Keyang Ding


2021

pdf
Engage the Public: Poll Question Generation for Social Media Posts
Zexin Lu | Keyang Ding | Yuji Zhang | Jing Li | Baolin Peng | Lemao Liu
Proceedings of the 59th Annual Meeting of the Association for Computational Linguistics and the 11th International Joint Conference on Natural Language Processing (Volume 1: Long Papers)

This paper presents a novel task to generate poll questions for social media posts. It offers an easy way to hear the voice from the public and learn from their feelings to important social topics. While most related work tackles formal languages (e.g., exam papers), we generate poll questions for short and colloquial social media messages exhibiting severe data sparsity. To deal with that, we propose to encode user comments and discover latent topics therein as contexts. They are then incorporated into a sequence-to-sequence (S2S) architecture for question generation and its extension with dual decoders to additionally yield poll choices (answers). For experiments, we collect a large-scale Chinese dataset from Sina Weibo containing over 20K polls. The results show that our model outperforms the popular S2S models without exploiting topics from comments and the dual decoder design can further benefit the prediction of both questions and answers. Human evaluations further exhibit our superiority in yielding high-quality polls helpful to draw user engagements.

2020

pdf
Hashtags, Emotions, and Comments: A Large-Scale Dataset to Understand Fine-Grained Social Emotions to Online Topics
Keyang Ding | Jing Li | Yuji Zhang
Proceedings of the 2020 Conference on Empirical Methods in Natural Language Processing (EMNLP)

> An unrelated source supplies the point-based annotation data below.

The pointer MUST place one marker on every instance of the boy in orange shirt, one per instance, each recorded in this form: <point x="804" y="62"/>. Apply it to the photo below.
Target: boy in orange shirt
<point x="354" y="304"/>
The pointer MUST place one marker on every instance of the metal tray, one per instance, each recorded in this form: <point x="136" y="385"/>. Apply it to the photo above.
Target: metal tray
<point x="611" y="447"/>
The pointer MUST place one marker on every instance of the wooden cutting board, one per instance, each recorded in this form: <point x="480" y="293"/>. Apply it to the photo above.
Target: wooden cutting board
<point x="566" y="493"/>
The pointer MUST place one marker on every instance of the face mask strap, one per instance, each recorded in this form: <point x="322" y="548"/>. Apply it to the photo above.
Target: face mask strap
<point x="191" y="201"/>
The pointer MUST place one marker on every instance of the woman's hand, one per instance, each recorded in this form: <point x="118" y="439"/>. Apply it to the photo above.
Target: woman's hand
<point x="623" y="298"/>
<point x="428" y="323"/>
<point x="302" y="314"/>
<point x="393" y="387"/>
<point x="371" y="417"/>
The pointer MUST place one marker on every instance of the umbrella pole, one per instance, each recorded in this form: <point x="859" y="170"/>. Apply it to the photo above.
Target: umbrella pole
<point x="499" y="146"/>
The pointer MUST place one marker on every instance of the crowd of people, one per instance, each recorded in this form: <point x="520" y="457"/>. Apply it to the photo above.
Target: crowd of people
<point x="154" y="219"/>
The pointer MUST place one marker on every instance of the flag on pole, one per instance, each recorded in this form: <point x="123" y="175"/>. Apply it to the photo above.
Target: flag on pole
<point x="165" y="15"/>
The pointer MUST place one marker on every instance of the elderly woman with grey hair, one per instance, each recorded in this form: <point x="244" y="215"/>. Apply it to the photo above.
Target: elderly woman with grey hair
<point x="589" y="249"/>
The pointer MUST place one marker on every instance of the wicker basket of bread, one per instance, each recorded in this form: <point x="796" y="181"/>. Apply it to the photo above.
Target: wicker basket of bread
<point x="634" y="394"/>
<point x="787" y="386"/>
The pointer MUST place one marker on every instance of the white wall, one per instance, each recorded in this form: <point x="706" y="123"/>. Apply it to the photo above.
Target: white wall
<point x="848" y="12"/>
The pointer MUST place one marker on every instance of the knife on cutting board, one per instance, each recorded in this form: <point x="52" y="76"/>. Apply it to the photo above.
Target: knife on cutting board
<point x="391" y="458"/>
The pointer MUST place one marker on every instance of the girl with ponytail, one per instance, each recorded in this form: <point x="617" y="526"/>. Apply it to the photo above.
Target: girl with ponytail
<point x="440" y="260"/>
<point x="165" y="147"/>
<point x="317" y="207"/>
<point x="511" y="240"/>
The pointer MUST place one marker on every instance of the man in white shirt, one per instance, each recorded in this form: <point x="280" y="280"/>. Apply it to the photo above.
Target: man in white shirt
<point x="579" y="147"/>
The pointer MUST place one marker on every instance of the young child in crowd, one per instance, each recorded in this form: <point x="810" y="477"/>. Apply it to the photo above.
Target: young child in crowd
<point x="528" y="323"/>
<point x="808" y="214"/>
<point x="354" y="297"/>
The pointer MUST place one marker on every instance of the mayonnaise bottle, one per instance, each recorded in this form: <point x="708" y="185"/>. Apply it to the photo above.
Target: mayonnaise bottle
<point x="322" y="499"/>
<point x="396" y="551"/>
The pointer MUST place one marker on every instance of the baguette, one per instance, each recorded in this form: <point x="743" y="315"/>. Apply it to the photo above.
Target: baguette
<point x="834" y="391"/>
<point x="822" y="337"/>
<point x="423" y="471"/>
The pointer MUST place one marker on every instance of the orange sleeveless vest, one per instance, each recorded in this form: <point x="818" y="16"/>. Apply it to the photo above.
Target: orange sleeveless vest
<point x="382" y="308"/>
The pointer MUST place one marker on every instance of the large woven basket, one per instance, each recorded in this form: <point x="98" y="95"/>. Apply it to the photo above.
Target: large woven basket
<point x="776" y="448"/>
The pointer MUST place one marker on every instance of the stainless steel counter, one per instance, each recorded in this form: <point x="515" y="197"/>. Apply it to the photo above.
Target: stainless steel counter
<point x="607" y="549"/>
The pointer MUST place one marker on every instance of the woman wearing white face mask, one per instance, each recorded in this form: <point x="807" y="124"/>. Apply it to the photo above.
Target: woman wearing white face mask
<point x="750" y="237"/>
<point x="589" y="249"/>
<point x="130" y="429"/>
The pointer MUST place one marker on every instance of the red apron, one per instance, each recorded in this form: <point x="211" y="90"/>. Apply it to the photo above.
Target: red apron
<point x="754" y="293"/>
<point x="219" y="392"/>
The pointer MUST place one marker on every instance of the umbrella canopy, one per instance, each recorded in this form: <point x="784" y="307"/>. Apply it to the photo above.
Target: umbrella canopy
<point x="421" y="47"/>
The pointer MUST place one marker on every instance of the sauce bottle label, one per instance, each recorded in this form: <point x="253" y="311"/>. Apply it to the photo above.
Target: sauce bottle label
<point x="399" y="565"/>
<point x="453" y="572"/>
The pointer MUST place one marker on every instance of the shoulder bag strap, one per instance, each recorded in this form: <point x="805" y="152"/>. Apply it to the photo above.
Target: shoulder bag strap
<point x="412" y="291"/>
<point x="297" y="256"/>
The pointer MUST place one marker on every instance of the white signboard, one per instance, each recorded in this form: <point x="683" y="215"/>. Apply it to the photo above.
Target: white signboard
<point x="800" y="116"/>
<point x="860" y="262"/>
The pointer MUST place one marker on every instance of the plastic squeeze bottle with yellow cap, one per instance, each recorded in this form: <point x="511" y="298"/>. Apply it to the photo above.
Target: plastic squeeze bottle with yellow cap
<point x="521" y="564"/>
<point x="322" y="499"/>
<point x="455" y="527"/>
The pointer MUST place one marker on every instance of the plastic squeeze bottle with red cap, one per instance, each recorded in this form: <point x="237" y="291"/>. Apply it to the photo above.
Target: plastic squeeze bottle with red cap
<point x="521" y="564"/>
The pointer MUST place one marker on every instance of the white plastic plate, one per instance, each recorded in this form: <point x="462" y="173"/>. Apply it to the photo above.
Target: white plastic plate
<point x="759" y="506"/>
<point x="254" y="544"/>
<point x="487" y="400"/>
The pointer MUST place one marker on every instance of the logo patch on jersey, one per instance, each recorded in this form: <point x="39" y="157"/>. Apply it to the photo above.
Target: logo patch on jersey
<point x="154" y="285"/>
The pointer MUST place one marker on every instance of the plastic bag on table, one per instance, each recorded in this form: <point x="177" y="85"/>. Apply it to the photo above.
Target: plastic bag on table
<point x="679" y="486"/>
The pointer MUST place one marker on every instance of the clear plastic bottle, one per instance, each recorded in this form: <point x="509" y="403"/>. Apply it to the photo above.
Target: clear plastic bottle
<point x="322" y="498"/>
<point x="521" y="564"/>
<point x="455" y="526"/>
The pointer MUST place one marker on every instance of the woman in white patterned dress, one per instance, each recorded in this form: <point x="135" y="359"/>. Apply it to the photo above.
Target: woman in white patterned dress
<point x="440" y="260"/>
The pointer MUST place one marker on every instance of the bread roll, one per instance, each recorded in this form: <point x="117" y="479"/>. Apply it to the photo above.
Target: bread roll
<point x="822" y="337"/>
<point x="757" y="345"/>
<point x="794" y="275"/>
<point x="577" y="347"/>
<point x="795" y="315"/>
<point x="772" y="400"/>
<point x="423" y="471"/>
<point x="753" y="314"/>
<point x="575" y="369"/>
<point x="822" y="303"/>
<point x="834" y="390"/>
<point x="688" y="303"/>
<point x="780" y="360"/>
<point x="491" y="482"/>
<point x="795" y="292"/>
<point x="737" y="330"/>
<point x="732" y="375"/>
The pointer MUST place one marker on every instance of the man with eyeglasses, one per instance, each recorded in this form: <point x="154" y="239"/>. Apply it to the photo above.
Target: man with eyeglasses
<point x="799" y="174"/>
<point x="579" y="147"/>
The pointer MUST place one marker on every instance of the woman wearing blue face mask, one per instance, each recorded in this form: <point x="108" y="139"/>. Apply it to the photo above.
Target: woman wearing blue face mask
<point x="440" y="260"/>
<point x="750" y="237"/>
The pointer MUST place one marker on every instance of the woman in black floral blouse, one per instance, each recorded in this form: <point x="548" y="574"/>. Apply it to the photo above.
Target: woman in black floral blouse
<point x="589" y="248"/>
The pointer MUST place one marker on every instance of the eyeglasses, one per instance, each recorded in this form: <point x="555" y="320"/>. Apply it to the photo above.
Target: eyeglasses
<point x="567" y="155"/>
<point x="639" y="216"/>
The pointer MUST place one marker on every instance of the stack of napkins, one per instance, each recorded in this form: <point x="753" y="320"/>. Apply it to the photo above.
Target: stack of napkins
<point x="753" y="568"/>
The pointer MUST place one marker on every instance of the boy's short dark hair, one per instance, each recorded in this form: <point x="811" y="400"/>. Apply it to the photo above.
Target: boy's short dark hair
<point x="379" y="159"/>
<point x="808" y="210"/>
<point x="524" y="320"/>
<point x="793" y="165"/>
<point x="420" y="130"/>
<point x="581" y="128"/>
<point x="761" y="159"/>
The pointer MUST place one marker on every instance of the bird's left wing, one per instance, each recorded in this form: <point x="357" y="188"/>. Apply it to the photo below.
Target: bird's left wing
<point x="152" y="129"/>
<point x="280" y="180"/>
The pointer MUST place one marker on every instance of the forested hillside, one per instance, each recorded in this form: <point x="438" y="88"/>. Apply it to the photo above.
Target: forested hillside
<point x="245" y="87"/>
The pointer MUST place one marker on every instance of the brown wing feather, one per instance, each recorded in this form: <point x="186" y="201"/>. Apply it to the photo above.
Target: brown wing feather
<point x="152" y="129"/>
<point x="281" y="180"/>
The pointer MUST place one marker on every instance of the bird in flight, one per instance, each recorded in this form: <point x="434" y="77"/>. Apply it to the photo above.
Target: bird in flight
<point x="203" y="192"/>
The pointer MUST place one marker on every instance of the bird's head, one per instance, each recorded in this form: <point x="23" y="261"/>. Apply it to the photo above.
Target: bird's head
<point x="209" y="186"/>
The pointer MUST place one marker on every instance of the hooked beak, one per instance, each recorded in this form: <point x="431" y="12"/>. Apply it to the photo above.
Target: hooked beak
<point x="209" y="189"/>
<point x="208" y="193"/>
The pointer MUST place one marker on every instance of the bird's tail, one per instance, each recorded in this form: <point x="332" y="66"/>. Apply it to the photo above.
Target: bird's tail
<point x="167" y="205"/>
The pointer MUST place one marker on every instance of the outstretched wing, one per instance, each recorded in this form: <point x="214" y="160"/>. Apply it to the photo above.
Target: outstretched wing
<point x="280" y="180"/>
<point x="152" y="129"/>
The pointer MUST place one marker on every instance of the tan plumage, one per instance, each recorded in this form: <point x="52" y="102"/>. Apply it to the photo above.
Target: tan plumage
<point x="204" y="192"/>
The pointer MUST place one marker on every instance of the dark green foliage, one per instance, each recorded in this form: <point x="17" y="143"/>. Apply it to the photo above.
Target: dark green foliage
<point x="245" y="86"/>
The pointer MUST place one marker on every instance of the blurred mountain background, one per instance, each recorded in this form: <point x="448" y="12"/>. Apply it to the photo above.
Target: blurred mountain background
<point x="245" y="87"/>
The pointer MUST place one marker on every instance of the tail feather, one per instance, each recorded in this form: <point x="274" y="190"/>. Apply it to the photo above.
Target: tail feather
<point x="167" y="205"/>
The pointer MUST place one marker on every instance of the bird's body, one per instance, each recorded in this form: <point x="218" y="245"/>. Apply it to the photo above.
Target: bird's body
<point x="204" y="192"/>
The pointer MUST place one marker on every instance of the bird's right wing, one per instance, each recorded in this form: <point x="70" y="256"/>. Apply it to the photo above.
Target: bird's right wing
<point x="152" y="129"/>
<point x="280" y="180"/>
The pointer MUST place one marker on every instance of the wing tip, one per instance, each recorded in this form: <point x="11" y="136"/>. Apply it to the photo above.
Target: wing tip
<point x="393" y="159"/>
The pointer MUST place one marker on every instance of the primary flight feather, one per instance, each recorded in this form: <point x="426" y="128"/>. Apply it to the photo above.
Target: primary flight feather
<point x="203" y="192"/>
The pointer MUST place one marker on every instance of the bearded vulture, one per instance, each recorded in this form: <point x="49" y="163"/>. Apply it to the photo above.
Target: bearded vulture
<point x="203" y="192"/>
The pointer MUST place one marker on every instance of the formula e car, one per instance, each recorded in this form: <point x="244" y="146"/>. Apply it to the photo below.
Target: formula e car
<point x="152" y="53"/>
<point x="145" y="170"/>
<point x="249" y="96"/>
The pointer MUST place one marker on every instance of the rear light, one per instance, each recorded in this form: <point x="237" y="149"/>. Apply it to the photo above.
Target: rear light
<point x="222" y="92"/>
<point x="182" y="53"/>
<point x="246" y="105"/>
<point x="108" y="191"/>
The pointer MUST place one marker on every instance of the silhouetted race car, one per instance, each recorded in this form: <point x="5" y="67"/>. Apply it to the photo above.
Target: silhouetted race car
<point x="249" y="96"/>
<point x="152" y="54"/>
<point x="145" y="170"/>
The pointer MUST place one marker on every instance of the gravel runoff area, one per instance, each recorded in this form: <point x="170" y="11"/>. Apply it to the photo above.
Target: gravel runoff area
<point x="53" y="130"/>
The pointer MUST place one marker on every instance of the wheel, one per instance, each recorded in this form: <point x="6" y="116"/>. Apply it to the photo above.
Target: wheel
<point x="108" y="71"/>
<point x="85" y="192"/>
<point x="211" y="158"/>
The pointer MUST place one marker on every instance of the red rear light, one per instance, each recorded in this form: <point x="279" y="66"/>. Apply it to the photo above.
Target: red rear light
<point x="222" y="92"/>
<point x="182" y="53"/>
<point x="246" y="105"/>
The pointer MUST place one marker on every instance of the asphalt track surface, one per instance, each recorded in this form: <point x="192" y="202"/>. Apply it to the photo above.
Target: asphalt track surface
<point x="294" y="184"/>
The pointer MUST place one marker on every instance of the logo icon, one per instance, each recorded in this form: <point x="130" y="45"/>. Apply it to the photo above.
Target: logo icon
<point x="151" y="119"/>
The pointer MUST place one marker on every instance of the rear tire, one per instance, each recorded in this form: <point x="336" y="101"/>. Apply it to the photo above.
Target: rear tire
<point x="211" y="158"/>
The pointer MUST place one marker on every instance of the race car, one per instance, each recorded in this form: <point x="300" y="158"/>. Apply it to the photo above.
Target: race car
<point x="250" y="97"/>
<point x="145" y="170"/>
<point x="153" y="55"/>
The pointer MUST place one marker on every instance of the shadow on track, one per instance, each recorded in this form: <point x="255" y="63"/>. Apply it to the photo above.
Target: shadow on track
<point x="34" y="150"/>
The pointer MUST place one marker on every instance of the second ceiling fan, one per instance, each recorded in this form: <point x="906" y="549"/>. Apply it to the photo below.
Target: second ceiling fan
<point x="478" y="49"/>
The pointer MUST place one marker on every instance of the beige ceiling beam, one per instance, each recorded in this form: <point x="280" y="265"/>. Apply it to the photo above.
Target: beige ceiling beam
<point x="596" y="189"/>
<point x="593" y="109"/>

This paper studies social emotions to online discussion topics. While most prior work focus on emotions from writers, we investigate readers’ responses and explore the public feelings to an online topic. A large-scale dataset is collected from Chinese microblog Sina Weibo with over 13 thousand trending topics, emotion votes in 24 fine-grained types from massive participants, and user comments to allow context understanding. In experiments, we examine baseline performance to predict a topic’s possible social emotions in a multilabel classification setting. The results show that a seq2seq model with user comment modeling performs the best, even surpassing human prediction. More analyses shed light on the effects of emotion types, topic description lengths, contexts from user comments, and the limited capacity of the existing models.